In recent years Ginza’s somewhat staid, if elegant, ambience has given way to towering flagships for luxury labels and upstarts such as H&M and Forever 21.

The department stores lining Chuo Street were starting to look tired and renovations were bound to come. Mitsukoshi’s Ginza branch has been smartened up and extended with the addition of the new 12-storey East Wing. Since its merger with Isetan in 2008, Mitsukoshi had yet to roll out a new concept, so all eyes were on the opening.

Mitsukoshi has pitched at the lunching lady crowd. Quite literally. From Denmark The Royal Café on the ground floor to two floors lined with Japanese, Italian and French eating spots, and the food hall in the basement. The ninth-floor terrace offers somewhere to sit and watch the world go by and parents can leave their kids at the nursery while they shop.

There are some thoughtful touches such as hands-free shopping that allows you to collect your purchases from one counter, and refrigerated lockers to store your groceries while you browse.

Mitsukoshi worked with Dentsu to identify its target audience, spotting a neglected niche – the thirty- to forty-something age range. “Our customers are sophisticated,” says Hideki Katagiri, who headed the strategy team. “They appreciate good craftsmanship and quality goods and they’re happy to mix a brand-name bag with something from Uniqlo.”
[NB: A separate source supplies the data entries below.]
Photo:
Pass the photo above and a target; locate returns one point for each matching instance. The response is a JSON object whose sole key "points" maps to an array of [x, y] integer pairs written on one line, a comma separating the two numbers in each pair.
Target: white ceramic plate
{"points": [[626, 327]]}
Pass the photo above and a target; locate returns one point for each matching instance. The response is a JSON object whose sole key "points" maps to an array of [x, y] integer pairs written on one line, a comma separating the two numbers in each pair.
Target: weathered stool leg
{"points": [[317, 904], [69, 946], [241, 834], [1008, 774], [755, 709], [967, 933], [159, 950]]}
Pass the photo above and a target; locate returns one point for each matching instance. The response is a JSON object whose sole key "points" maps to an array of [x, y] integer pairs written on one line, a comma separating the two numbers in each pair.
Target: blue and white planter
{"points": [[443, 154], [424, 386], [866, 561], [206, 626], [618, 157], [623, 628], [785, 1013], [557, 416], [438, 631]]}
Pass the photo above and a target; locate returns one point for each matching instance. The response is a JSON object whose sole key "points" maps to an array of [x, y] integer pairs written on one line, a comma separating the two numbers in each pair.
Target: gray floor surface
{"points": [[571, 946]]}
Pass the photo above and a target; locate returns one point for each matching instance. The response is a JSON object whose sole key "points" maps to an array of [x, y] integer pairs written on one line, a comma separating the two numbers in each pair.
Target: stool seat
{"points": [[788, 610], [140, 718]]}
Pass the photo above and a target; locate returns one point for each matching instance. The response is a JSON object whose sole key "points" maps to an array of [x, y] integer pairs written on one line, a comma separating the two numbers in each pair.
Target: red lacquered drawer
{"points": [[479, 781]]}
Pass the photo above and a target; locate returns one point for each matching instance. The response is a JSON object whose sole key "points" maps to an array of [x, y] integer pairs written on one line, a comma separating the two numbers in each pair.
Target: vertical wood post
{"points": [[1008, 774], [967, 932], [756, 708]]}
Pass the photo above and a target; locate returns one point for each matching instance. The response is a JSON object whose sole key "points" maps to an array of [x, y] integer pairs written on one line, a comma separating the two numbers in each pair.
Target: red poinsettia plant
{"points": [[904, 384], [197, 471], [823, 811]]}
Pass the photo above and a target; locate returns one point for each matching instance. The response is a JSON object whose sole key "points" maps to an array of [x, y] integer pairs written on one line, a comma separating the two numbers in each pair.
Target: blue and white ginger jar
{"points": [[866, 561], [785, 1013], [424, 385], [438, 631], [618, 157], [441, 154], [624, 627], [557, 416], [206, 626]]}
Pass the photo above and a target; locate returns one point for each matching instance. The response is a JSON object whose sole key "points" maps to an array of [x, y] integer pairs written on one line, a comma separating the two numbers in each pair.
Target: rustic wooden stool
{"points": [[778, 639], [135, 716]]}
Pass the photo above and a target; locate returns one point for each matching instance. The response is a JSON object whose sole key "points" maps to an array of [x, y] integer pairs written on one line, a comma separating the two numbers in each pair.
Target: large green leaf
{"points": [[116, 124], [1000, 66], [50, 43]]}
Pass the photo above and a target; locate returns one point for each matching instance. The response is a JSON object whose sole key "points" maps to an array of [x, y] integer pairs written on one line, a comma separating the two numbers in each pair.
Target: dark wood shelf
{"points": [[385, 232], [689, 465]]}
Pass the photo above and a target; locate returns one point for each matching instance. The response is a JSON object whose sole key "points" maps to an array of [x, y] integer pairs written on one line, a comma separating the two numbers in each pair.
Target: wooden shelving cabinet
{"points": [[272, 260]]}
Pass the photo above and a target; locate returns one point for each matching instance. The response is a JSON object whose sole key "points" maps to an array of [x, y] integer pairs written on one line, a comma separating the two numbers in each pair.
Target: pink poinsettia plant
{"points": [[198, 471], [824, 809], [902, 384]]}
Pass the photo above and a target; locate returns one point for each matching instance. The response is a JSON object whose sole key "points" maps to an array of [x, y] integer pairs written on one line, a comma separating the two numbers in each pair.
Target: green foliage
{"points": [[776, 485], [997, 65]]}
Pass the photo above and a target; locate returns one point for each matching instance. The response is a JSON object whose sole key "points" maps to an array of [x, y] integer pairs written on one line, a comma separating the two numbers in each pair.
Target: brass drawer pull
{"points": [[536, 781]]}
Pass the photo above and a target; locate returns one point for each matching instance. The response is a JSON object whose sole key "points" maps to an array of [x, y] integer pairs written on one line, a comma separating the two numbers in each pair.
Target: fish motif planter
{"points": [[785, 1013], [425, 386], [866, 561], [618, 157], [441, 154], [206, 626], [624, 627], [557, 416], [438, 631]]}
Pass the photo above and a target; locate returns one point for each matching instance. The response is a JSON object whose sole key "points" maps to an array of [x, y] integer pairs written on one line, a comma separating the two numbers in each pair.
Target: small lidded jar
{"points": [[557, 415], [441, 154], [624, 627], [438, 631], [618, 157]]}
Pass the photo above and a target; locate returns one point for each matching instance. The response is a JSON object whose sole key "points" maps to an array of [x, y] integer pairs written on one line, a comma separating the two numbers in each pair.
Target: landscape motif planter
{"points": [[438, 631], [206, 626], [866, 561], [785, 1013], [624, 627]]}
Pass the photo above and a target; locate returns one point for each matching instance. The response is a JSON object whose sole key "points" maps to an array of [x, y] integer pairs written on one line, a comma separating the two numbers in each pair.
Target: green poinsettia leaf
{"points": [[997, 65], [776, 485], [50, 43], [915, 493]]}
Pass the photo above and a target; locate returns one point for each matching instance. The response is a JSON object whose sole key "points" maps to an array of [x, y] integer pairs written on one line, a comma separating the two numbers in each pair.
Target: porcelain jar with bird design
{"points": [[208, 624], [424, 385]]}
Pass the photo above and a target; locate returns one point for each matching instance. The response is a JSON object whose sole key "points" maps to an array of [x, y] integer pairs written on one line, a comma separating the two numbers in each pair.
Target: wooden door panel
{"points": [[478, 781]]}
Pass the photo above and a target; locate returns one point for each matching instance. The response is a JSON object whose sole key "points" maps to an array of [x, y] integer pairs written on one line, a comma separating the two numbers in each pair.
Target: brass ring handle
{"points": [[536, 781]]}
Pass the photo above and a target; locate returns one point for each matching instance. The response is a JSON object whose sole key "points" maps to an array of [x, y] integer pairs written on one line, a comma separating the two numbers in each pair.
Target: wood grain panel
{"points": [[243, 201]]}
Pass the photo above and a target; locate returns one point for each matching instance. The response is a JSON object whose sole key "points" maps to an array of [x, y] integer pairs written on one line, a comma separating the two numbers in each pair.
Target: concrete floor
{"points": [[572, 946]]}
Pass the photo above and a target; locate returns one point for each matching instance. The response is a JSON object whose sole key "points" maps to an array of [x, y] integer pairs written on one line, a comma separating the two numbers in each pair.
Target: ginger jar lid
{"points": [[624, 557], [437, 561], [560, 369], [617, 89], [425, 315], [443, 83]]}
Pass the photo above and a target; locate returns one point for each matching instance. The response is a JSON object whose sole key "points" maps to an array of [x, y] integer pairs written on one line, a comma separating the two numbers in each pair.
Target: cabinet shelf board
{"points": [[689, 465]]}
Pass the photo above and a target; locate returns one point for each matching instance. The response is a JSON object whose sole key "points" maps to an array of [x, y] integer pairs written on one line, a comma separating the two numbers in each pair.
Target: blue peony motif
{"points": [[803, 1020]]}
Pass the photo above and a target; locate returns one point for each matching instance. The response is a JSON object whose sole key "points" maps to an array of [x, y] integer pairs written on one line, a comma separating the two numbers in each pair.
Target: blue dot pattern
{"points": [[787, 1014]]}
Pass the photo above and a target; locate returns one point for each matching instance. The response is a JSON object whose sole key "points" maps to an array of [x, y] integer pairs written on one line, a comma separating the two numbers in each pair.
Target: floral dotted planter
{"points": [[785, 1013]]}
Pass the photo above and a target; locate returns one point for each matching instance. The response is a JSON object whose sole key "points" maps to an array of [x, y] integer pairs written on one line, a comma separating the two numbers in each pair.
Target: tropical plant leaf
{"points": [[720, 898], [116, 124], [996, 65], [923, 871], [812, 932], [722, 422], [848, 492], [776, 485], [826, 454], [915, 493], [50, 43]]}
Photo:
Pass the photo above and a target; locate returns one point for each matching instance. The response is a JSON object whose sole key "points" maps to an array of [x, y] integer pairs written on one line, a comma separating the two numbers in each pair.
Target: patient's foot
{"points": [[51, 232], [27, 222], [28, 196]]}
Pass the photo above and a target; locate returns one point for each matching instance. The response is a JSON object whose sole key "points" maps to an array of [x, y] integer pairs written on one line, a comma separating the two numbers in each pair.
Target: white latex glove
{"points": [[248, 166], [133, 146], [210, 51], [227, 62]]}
The formula is working. In its opening weeks the food floors were almost at a standstill and every restaurant had a queue. Mitsukoshi isn’t only looking to domestic shoppers. Staff at the tourist information centre speak English and – a must in Ginza these days – Chinese.


Where to go at Mitsukoshi

Food hall:

Over two floors with beautifully laden counters. A sight in itself.

Ginza terrace:

With a lawn, farm and cafés serving locally produced food, this is a hit.

Homeware department:

Has a detailed range of Japanese utensils and crockery.

11/12th-floor restaurants:

Sushi from Tsukiji, a teppanyaki restaurant from Okinawa, non-Japanese options and more.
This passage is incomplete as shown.